Elvin Thalund, director of industry strategy for OHS, said quality should not suffer as a result of quicker action. “You need to be agile and be able to do these changes fast, especially when you put more phases into one protocol. We need to start thinking that [protocol] amendments are not necessarily bad.”
Russo concurred. “The key is really to think about how can we make that protocol outline and make it more robust? Scheduled activities is probably the key component, but there are other things as well, such as dosing, identifying novel assessments and trying to be as detailed as possible so we can think about what the data entry screen is going to look [like], how we’re going to submit, etc. We can start that early, get those standard requests. That can be built and be available for the study builder to incorporate right before testing.”
Jonathan Rowe, associate principal for R&D excellence at ZS Management Consulting, said sponsors should consider the risks they are willing to take and match them against the resources they are willing to invest. “This is a real nice way to understand your organizational culture for risk,” he says. “This is going to become the norm as other companies show success.”
Thalund said sponsors “traditionally just do one phase at a time, or you can go in and do full clinical development, which is close to what Pfizer ended up doing. You think about it all as one big protocol. Because in the end, you actually know all the information when you set up your clinical development plan. It’s the same risk that will occur for the patient across all phases, so there’s no reason why you couldn’t plan it as a whole.” He adds that if sponsors “start involving the regulatory bodies that have to review the data early in the process, they get comfortable. They get their concerns answered earlier in the process.”

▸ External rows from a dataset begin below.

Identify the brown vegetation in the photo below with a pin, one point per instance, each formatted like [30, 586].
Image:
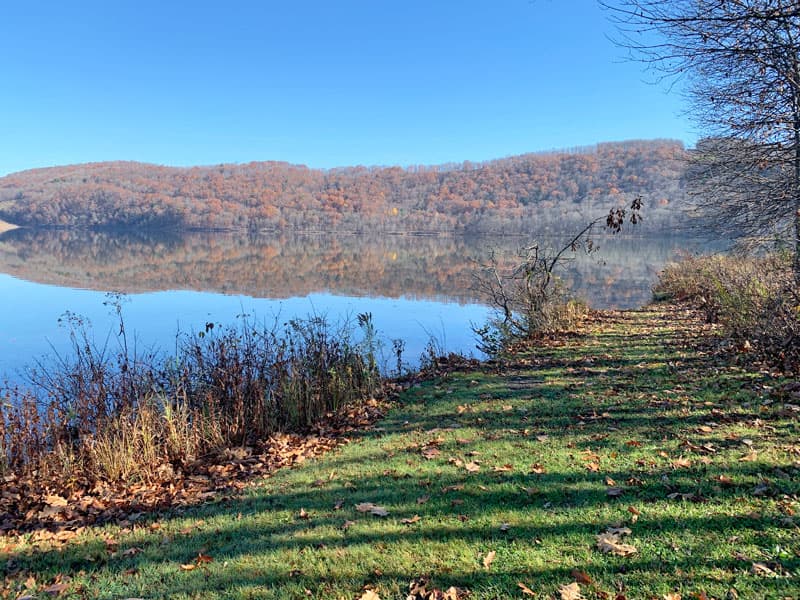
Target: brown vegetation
[120, 432]
[516, 194]
[755, 300]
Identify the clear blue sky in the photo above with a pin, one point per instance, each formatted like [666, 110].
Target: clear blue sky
[316, 82]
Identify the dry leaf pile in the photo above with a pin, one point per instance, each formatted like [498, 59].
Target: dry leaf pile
[57, 511]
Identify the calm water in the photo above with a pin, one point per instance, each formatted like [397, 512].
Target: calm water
[415, 287]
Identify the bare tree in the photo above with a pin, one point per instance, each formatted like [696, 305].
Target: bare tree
[740, 60]
[527, 294]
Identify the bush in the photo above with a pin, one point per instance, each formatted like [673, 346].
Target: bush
[127, 416]
[755, 300]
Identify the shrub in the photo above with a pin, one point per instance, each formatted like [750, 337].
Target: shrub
[754, 299]
[127, 416]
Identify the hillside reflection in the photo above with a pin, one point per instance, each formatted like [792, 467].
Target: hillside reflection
[290, 265]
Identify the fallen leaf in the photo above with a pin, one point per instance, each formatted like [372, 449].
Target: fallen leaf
[681, 463]
[56, 589]
[55, 500]
[472, 467]
[581, 577]
[571, 591]
[611, 544]
[525, 589]
[619, 531]
[762, 569]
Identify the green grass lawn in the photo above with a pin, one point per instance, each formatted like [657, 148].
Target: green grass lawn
[497, 477]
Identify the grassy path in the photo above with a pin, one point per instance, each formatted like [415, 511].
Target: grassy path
[489, 479]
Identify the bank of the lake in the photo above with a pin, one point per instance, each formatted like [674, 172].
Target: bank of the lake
[626, 460]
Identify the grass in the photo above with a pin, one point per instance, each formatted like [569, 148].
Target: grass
[706, 455]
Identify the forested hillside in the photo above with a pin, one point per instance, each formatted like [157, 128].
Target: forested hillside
[532, 191]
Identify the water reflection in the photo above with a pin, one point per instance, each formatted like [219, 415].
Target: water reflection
[284, 266]
[415, 287]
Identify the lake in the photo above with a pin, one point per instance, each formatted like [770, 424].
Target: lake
[417, 288]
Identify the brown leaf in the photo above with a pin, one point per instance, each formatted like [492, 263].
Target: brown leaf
[751, 457]
[526, 590]
[581, 577]
[762, 569]
[611, 544]
[55, 500]
[56, 589]
[571, 591]
[681, 463]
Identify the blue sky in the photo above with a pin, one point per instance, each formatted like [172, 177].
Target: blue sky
[317, 83]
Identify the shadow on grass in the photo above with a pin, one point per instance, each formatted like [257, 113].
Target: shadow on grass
[289, 536]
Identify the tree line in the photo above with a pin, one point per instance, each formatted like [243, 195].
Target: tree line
[543, 191]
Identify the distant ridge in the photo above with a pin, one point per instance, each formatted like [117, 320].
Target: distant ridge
[548, 189]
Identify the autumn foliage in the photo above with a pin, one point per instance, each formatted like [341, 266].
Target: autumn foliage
[532, 191]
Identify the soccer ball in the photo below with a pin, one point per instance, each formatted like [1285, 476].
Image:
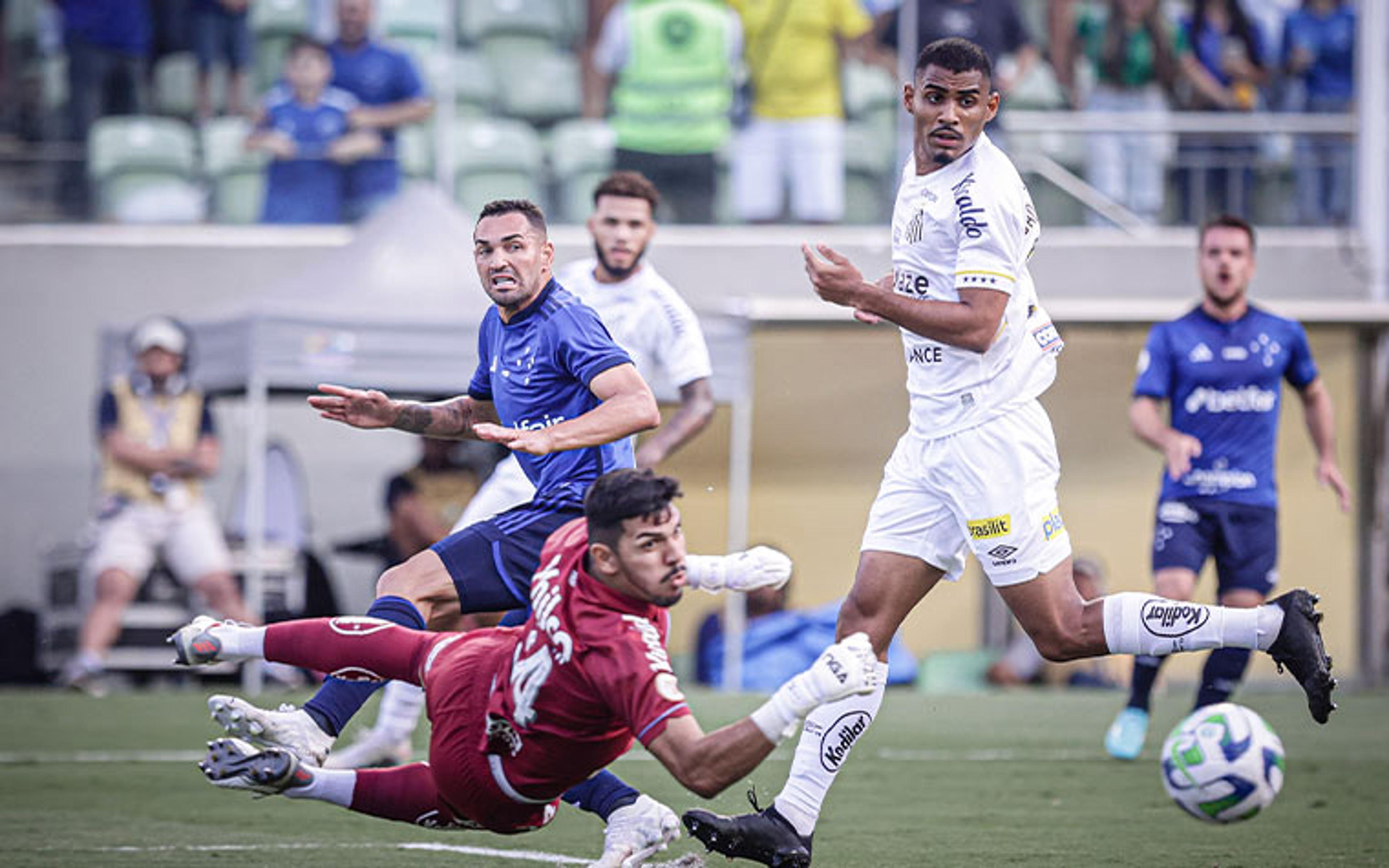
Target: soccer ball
[1223, 763]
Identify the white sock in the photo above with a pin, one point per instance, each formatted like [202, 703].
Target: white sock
[400, 707]
[1145, 624]
[239, 641]
[830, 732]
[332, 785]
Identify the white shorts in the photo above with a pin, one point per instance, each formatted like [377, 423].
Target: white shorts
[191, 538]
[805, 153]
[990, 489]
[506, 488]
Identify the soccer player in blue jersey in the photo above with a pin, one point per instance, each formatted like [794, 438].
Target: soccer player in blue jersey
[305, 127]
[556, 390]
[1220, 369]
[391, 95]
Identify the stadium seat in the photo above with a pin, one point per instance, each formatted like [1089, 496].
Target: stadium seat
[415, 149]
[581, 156]
[474, 91]
[237, 177]
[481, 20]
[496, 159]
[175, 85]
[142, 169]
[281, 17]
[413, 20]
[868, 167]
[542, 87]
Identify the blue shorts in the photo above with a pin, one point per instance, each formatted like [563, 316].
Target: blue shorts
[221, 37]
[1242, 539]
[492, 562]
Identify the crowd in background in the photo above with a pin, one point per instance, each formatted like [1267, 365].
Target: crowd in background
[737, 109]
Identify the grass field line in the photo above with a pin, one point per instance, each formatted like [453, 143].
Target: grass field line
[892, 755]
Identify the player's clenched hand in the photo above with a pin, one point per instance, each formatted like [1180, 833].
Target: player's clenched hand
[834, 277]
[538, 442]
[1180, 451]
[356, 408]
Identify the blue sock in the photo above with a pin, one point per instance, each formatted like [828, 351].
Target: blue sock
[1222, 676]
[600, 795]
[338, 699]
[1145, 673]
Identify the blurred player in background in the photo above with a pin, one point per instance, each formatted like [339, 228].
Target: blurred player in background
[521, 714]
[157, 445]
[1222, 370]
[978, 467]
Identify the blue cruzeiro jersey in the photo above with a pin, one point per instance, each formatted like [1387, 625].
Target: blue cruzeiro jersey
[1224, 385]
[537, 370]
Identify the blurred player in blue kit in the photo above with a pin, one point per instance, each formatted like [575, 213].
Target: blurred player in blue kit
[1222, 370]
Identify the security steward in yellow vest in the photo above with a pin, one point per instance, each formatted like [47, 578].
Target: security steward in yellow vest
[670, 66]
[157, 446]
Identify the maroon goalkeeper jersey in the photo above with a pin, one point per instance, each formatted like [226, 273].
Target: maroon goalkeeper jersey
[588, 674]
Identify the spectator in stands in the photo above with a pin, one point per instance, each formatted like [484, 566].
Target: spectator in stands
[305, 127]
[1133, 51]
[994, 26]
[390, 96]
[157, 445]
[1023, 664]
[797, 131]
[221, 34]
[673, 63]
[1223, 63]
[107, 43]
[1320, 53]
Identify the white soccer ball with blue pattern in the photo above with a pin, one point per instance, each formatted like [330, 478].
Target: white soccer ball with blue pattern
[1223, 763]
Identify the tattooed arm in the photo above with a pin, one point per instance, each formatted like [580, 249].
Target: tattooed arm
[451, 420]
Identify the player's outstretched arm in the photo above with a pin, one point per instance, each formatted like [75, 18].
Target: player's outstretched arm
[969, 324]
[708, 764]
[628, 408]
[452, 420]
[1321, 425]
[1178, 449]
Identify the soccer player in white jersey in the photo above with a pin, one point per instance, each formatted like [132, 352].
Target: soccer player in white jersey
[977, 469]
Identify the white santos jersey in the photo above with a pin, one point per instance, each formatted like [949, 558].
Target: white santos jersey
[972, 226]
[648, 319]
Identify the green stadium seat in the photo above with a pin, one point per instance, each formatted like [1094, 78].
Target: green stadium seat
[481, 20]
[415, 150]
[424, 20]
[142, 170]
[496, 159]
[868, 169]
[281, 17]
[581, 156]
[544, 85]
[237, 177]
[175, 85]
[474, 89]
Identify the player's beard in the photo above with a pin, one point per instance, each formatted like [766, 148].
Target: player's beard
[619, 274]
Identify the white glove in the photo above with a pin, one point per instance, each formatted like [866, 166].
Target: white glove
[759, 567]
[844, 668]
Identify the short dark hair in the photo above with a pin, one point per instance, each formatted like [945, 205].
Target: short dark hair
[301, 42]
[517, 206]
[956, 55]
[1227, 221]
[628, 185]
[625, 494]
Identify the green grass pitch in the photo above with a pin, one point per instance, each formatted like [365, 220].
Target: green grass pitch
[982, 780]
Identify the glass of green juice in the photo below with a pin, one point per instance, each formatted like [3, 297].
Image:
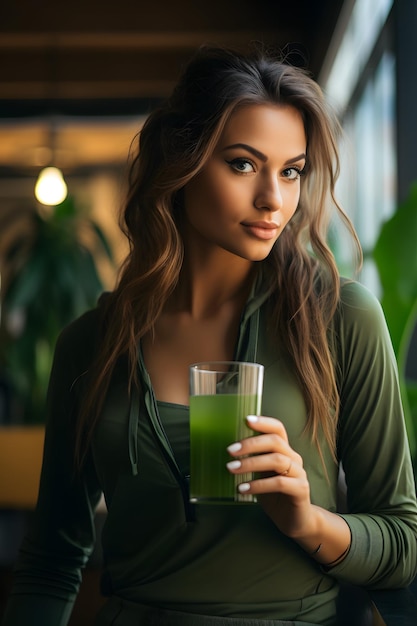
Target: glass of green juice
[222, 394]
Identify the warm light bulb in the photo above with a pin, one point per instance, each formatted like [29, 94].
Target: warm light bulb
[50, 188]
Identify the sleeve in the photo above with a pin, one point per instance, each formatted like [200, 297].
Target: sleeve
[48, 572]
[373, 448]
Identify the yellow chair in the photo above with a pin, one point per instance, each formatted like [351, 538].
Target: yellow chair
[21, 450]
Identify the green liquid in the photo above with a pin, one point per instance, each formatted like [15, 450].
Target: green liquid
[216, 421]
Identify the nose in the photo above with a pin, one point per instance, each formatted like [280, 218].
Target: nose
[269, 195]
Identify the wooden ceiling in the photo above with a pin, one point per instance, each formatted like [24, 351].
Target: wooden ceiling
[96, 67]
[102, 57]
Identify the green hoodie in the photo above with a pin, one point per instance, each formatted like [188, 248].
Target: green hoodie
[160, 550]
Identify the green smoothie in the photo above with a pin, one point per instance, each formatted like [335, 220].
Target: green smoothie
[216, 421]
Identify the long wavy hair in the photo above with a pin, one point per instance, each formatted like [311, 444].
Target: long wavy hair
[174, 144]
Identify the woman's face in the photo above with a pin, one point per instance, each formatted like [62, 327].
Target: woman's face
[250, 187]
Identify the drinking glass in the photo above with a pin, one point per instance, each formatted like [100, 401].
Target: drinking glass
[222, 394]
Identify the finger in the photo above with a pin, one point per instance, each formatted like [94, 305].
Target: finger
[275, 464]
[297, 487]
[267, 425]
[261, 444]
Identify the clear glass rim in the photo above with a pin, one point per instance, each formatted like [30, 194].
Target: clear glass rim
[222, 366]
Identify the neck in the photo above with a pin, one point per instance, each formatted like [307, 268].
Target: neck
[205, 287]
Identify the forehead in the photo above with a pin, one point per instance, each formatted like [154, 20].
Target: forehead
[266, 127]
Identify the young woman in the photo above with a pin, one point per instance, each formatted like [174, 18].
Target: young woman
[226, 216]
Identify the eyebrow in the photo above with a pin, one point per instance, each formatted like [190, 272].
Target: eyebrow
[261, 155]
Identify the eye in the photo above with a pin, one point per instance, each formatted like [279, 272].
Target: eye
[292, 173]
[241, 165]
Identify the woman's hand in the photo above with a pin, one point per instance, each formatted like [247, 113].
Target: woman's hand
[283, 491]
[282, 488]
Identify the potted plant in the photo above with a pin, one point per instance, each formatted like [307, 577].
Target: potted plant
[50, 267]
[395, 254]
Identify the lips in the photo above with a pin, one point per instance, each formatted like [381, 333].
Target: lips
[262, 229]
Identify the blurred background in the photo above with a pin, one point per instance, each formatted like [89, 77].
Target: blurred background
[77, 80]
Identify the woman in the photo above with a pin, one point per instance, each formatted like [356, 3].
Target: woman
[226, 216]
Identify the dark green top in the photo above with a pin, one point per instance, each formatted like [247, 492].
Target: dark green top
[220, 560]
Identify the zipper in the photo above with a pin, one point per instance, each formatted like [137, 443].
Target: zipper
[166, 449]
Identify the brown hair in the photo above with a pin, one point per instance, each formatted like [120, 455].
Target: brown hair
[174, 144]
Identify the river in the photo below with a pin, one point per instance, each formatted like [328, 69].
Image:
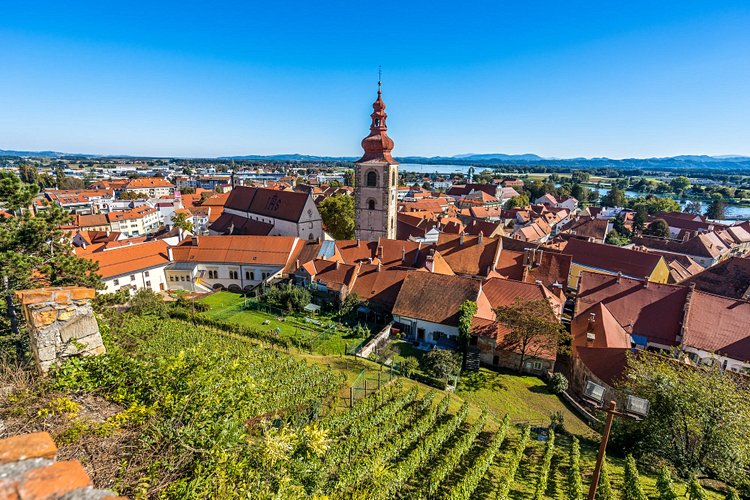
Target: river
[733, 212]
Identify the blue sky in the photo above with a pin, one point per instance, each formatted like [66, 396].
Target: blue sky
[562, 79]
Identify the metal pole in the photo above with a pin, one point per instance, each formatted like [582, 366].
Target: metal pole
[602, 449]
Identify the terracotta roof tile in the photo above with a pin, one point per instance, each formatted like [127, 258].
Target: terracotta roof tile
[648, 309]
[423, 296]
[129, 259]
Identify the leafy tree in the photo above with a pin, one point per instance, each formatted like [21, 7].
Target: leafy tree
[466, 313]
[132, 195]
[533, 327]
[717, 208]
[631, 488]
[698, 418]
[604, 490]
[409, 365]
[337, 213]
[557, 383]
[28, 174]
[732, 495]
[658, 228]
[441, 363]
[695, 490]
[287, 297]
[615, 238]
[640, 217]
[579, 192]
[348, 304]
[664, 484]
[614, 198]
[574, 483]
[181, 221]
[517, 202]
[146, 301]
[579, 176]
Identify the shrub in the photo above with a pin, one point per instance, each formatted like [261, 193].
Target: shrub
[146, 301]
[409, 365]
[557, 383]
[287, 297]
[631, 488]
[441, 363]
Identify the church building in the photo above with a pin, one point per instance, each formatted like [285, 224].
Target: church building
[376, 181]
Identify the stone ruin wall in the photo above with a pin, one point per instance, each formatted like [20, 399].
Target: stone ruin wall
[61, 324]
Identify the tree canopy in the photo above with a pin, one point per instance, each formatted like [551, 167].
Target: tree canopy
[534, 329]
[698, 419]
[337, 213]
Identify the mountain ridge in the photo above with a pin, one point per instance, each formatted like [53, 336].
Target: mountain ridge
[466, 159]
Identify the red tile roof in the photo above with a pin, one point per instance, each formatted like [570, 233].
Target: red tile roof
[730, 278]
[612, 258]
[642, 308]
[129, 259]
[718, 324]
[266, 250]
[284, 205]
[434, 297]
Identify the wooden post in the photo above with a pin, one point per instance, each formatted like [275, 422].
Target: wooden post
[602, 449]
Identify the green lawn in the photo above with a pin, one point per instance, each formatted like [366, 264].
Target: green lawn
[328, 337]
[524, 398]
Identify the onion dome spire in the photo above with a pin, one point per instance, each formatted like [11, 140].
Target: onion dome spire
[378, 145]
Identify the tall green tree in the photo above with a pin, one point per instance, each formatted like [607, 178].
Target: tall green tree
[698, 418]
[664, 484]
[534, 329]
[614, 198]
[717, 208]
[631, 487]
[466, 313]
[337, 213]
[658, 228]
[182, 221]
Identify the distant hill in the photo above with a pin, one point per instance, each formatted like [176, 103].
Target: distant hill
[732, 162]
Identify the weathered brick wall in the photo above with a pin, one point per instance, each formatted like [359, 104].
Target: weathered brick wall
[28, 470]
[61, 324]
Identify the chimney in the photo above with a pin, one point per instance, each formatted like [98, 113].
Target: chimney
[590, 335]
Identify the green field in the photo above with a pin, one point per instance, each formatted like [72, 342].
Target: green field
[328, 337]
[524, 398]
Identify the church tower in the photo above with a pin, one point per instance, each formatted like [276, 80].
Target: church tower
[376, 181]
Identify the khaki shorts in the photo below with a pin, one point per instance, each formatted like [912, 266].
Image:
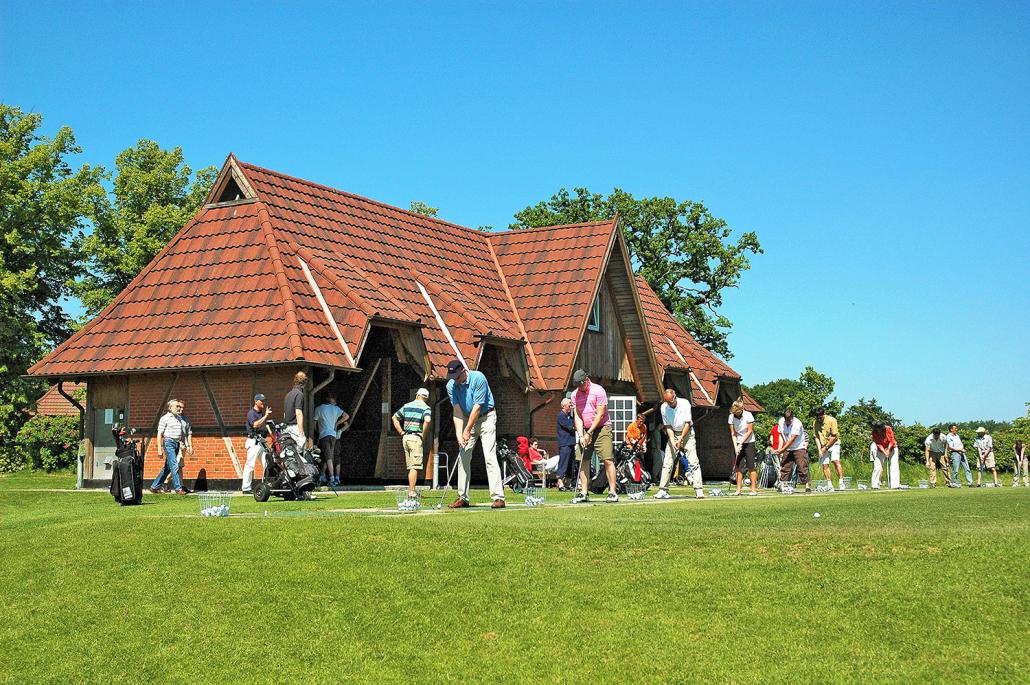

“You should start thinking more in primary endpoints than in actual phases. Because in reality, what you’re trying to manage is these primary endpoints and the expected outcomes across them. Then you can then take that even further down to a protocol that could cover the multiple phases,” he said.
Thalund added that most trials put out a statement during study startup outlining such things as first patient, first visit and site initiation visit (SIV). Sponsors then start to plan backward from there. “In general, people take their due time, and then when the squeaky wheel of SIV gets closer, then people start working. It doesn’t mean people are not working, they’re just not working on what is critical in many cases.”